Conservative candidates running on efforts to rid their districts of traumatizing eternal COVID protocols for children and toxic concepts espoused by critical race theory captured seats in Wichita, Kan.Burke County, N.C.Ankeny, IowaTredyffrin-Easttown School District in Pennsylvania, and others.

In the Denver suburbs of Douglas County, Colo., conservatives captured all four open seats on the seven-member school board to secure a majority for the first time since 2017.

The conservative victories mark the birth of a new cultural tea party to turn the tide of radical progressivism inaugurated with the election of President Biden, just as the Tea Party rose in the aftermath of President Barack Obama’s first years in office a decade ago.

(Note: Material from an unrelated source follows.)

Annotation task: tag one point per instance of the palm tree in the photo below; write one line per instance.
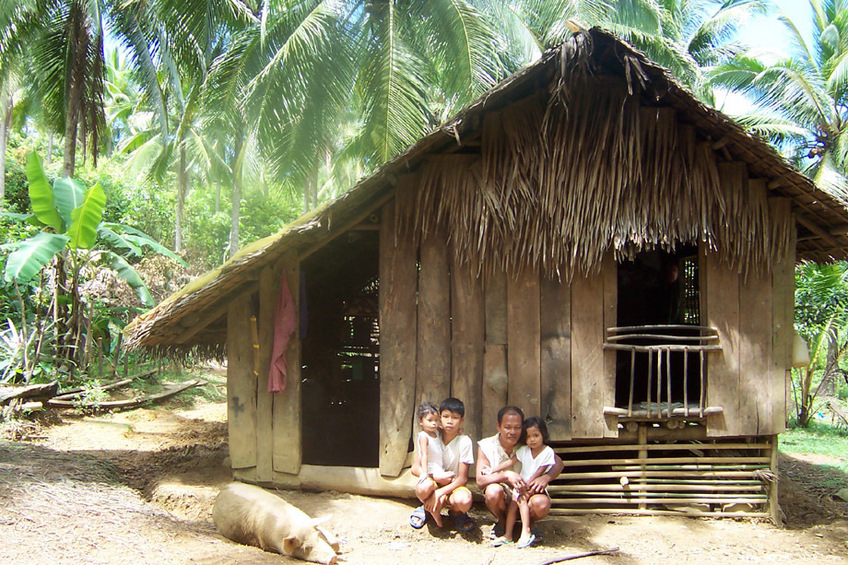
(800, 101)
(821, 316)
(62, 41)
(295, 74)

The new movement’s seeds were planted in the spring with the formation of new groups such as Parents Defending Education (PDE) to take the effort against state-sanctioned racism overwhelming schools on offense. The organization, which played a pivotal role in exposing episodes of racism in Northern Virginia emblematic of education trends nationwide, launched as conservatives struggled to coalesce around effective strategies.

Upon entrance, President Biden dismantled former President Donald Trump’s 1776 Commission, which presented an alternative to counter narratives like The 1619 Project already implemented in some 4,500 classrooms.

As President Obama redefined what it means to run a progressive presidency with excessive spending — igniting conservative backlash in 2010 — President Biden has repeated history, this time alienating the suburbs with the aggressive federal embrace of critical race theory and identity politics.

Just as the Tea Party came out of a reinvigorated base of conservative voters 10 years ago, Tuesday’s elections showed that a new movement is back, this time focused on the culture wars.